The time of the contemporary witnesses is elapsing. We could talk to a niece of Albert we were completely unaware of before our research. She died all of a sudden right before a planned meeting in february. Nevertheless it was a thrilling experience to hear somebody say: „Uncle Albert was such a dear man! My father got him back from Dachau and he lived with us at Cologne untill he had to go to Lodz.”

The letter his younger brother Max wrote in order to espouse his dismissal is part of the Gestapo-file at the state archive of Northrhine-Westphalia. There also is kept the denazification-file of Eugen Kemper by which we get to know that the accountant from Wald not only took care of the bookkeeping but was friends with Albert as well. The NS-documentation-center of Cologne told us that there are postcards from the Ghetto that have never been delivered at the state archive of Lodz. Albert wrote several ones: to his sister at Mülheim and to his son, to friends at Cologne.

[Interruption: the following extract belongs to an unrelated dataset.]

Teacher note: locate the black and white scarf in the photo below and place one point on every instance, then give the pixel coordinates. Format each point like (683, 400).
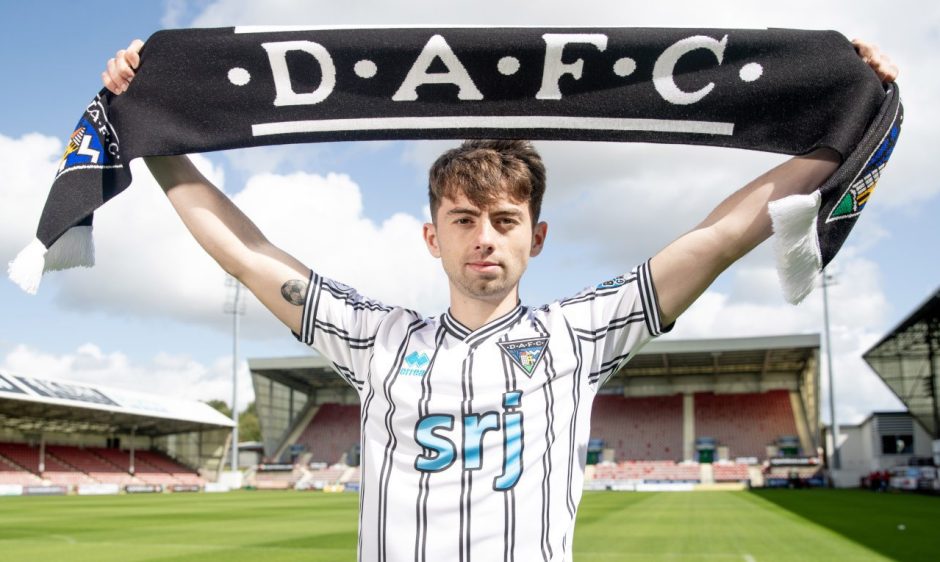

The most important document for us however is Albert Tobias‘ last letter he wrote to the camp administration. Albert got a note at the end of april 1942 saying he will be resettled to a work camp. Most of the affected people anticipated what this meant. Albert too pleaded for deferment. He argued his sons were soldiers on the battle field by that time.

His request was declined. On may 4, 1942 the 50 year old Albert and another 1000 ghetto-inhabitants were deported to Kulmhof/Chelmno. It was the birthday of his eldest son. Probably Albert was murdered by exhaust gases from a converted truck the next morning – exactly 70 years from today. Until may 15 there were more than 10.000 murdered at Kulmhof. It was just one of several waves of destruction.

The initial history class homework meanwhile became an expansive project about a widely ramified jewish family from the Westerwald. Many members died in Europe, some managed to emigrate and very few are still living in Germany. Almost daily there are new pieces in the puzzle found. The next step will be an article for the annual report of the Bergisch history society.